Until recently I was satisfied with the notion that I was writing a thriller, I still didn’t fully grasp the nuances of the type of story I was actually writing, that sub-genres were a thing and that the story I am working on, is what I now understand to be a dark psychological thriller, yes that’s actually a thing. As soon as I read those words and the definition, I knew I was home; it just felt right and comfortable. When I started out writing this thriller, I was poking around, finding my way, asking help from other, more experienced writers on how to go about the everyday exercise of putting words down, of creating a plot, sub-plots, slipping in red herrings, ensuring that if I made a promise, it was kept. But, it wasn’t until yesterday that I really figured out what got me feeling enthusiastic when writing, which genre truly got me feeling alive and motivated to continue creating stories that I hope will excite and captivate future readers on my novels.



For now, because this is all still relatively new to me, I understand that the story I’m working on is, in fact, a dark psychological thriller. Here is why I think this; the story is about a woman who has survived a traumatic life, is broken, living in quasi-isolation for many years until she is pulled into a case by a serial killer whose ultimate goal is to destroy her.
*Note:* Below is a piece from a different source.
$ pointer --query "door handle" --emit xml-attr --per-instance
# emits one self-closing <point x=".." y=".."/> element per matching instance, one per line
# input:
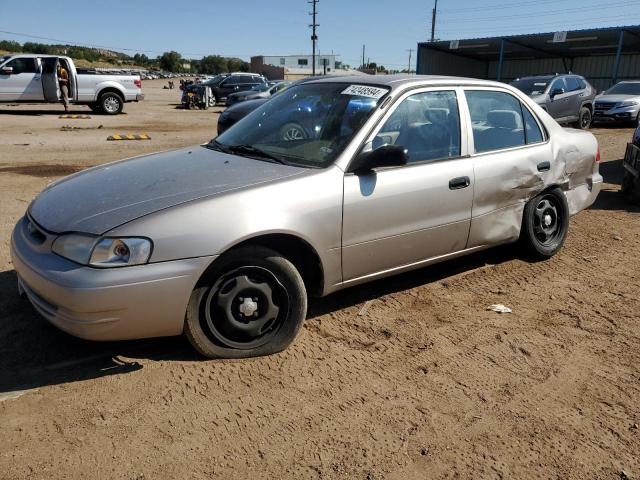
<point x="544" y="166"/>
<point x="459" y="182"/>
But first, the killer wants to break her down, wants her to feel guilt over the murders he’s committing, placing the onus of their deaths on her shoulders. The protagonist, Mary, once ran away from the possibility of working as a profiler, she wasn’t able to deal with the transphobia levelled at her, she broke down and left the big city to live a quiet, uncomplicated life out in the countryside. The killer is playing a game with her, getting into her mind, making her question her worthiness as a profiler and as a woman.

Throughout this story, Mary will be triggered by past traumas, loss, and fears. Yet, she will also be confronted with choices. Will she again fold and give up, or will she be able to really see herself? Will she finally embrace her identity and love her uniqueness? This is about troubled lives, about deep dark connections lost in the fog of lies and secrets and, in the end, about owning one’s truth.

I don’t have a clear idea how long it will take me to get this novel completed; at first, I had to set some sort of goal, but now, I am going to simply enjoy the process, it’s the road there that is filled with riches if you stop and take the time to experience the details.

Keep an eye out for Mary Dubois; her first story is on the way!